Palace of Culture: Andrew Carnegie's Museums and Library in Pittsburgh

Industrialist, steel magnate, and philanthropist Andrew Carnegie’s name is inextricably linked to the history of Pittsburgh. The Scottish immigrant found the 19th century city a fertile ground for someone with the ambition to take advantage of new technologies in the manufacturing and transportation industries. Realizing the need for substantial infrastructure in support of the railroad industry, he began many iron foundries in the Pittsburgh area, which eventually led to his fortune in steel. He donated vast sums of this fortune to his adopted hometown for the construction of museums, a music hall and a free, public library system. Carnegie had held reading, education and access to books dear throughout his life having had the fortune of accessing the personal library of a Colonel James Anderson while a boy. Carnegie wanted the people of Pittsburgh, many of whom were his immigrant employees, to have the same ability to better themselves as he did, and to be exposed to the world outside in ways they otherwise may not have been. Palace of Culture is the story of these institutions which have become synonymous with living in Pittsburgh and what Carnegie’s legacy has meant, and will mean, to its people.


"A Colony Sprung From Hell": Pittsburgh and the Struggle for Authority on the Western Pennsylvania Frontier, 1744-1794.

In the 18th century, the area known as the ‘Forks of the Ohio’ was the most contested piece of real estate in colonial America. Pennsylvania and Virginia both laid claim to the area and the access to the west beyond provided by the Ohio River and its tributaries. After the French and Indian War, by royal edict, the area was to be left for Native Americans and not colonized, but enterprising individuals took advantage of the lack of any real authority on the new frontier and pushed westward. Hostilities, and allegiances, between settlers and Native Americans created factions that eventually would have consequences for the War for Independence, while the independent spirit of the frontier settlers themselves, caused by physical isolation from, and distrust of, any central authority would come to be a thorn in the side of the fledgling United States.


Lawrenceville

In 1814, William Barclay Foster, the father of composer Stephen Foster, purchased the 121 acres of what became the town – then borough (1834), then neighborhood of Pittsburgh (1868) – of Lawrenceville. Foster  named the area after a fallen War of 1812 naval officer. The photos and captions in this book provide information on such landmarks as the Doughboy Statue, the Allegheny Arsenal, site of the worst civilian accident during the Civil War in 1862, and Allegheny Cemetery, which was the largest rural cemetery west of the Alleghenies when in opened in 1844. Like the rest of Pittsburgh waves of immigrants created the fabric of the neighborhood and there is information about the ethnic churches and schools that dominated the local landscape. Here you will also find the home of the Pittsburgh Brewing Company, the Heppenstall Plant and, last but not least, the first neighborhood branch of the Carnegie Library of Pittsburgh!

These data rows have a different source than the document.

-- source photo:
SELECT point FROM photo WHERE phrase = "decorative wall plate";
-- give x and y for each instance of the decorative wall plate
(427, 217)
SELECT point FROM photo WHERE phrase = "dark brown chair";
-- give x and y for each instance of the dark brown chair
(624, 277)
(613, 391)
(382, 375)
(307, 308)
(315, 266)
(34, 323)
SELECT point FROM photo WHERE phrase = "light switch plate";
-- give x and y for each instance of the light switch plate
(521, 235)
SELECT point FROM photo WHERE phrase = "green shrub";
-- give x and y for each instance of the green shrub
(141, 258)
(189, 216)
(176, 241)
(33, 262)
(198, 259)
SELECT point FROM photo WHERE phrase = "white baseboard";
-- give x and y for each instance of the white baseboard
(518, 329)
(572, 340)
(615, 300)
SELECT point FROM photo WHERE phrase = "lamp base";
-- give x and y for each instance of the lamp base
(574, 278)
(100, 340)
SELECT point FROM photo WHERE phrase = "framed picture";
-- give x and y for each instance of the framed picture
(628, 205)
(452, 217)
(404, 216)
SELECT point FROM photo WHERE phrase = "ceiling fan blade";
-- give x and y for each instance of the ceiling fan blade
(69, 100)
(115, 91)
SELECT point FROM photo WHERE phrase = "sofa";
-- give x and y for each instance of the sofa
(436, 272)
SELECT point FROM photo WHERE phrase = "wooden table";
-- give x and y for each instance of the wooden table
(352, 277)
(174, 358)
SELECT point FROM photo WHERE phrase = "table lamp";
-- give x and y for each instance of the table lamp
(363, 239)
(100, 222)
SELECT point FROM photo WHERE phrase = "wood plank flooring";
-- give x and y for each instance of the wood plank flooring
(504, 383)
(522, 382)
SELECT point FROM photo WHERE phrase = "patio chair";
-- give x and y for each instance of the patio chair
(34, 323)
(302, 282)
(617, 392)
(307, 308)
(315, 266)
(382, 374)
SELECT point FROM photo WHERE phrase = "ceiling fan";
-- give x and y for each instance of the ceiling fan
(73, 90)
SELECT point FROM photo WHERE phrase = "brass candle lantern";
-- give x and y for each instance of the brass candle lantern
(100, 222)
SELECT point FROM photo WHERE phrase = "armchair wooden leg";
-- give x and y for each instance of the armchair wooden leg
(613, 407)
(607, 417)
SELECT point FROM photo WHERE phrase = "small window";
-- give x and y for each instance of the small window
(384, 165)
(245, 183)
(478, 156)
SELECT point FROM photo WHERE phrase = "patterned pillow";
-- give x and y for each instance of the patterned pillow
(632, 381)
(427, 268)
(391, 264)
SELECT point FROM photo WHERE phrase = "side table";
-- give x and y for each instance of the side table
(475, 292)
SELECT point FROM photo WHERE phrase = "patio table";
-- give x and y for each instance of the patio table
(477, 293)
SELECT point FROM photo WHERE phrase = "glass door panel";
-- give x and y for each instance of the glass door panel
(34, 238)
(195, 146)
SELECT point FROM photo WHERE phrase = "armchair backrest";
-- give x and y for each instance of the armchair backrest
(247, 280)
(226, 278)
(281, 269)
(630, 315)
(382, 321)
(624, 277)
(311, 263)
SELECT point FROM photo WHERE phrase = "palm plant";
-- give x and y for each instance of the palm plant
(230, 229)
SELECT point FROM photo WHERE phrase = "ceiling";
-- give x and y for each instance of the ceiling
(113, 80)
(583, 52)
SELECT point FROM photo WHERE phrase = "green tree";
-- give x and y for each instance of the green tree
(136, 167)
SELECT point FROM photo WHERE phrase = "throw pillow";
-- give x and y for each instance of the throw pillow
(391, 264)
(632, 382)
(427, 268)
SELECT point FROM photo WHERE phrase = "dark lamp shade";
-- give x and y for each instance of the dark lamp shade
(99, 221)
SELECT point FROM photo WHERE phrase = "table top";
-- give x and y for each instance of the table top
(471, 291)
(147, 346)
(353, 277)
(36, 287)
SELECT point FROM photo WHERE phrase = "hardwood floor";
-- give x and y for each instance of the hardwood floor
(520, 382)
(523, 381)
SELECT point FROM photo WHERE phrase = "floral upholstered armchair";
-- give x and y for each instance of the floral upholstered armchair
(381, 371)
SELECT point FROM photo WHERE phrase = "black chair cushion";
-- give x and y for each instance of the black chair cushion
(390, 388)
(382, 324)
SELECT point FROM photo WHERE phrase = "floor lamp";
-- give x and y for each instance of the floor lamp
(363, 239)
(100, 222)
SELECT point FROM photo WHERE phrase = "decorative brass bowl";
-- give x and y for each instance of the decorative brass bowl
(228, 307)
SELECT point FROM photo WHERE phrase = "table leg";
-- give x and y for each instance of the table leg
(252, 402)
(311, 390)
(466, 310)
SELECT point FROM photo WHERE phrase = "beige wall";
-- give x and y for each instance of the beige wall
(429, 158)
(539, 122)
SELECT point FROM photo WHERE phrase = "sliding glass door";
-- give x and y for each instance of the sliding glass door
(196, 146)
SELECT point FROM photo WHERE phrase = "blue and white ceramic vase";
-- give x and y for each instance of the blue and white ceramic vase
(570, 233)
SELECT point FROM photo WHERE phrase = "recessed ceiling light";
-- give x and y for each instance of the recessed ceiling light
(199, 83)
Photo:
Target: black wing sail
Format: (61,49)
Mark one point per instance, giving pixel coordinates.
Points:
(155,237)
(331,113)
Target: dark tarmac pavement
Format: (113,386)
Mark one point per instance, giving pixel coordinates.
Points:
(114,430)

Speaking Pittsburghese: The Story of a Dialect

Now a source of hometown pride, and constant fodder for both local and national media, ‘Pittsburghese’ has had a love-hate relationship with its speakers in its recent history. Carnegie Mellon University professor Barbara Johnstone explores the historic and socio-linguistic environment that has produced this unique dialect of American English. During her research she conducted interviews with native speakers, and also uses non-natives’ observations, to explain whom uses ‘Pittsburghese’,  in which situations it is used, and how perceptions of the dialect over time have changed. Readers are left to consider what those changes in perception mean for the dialect’s future.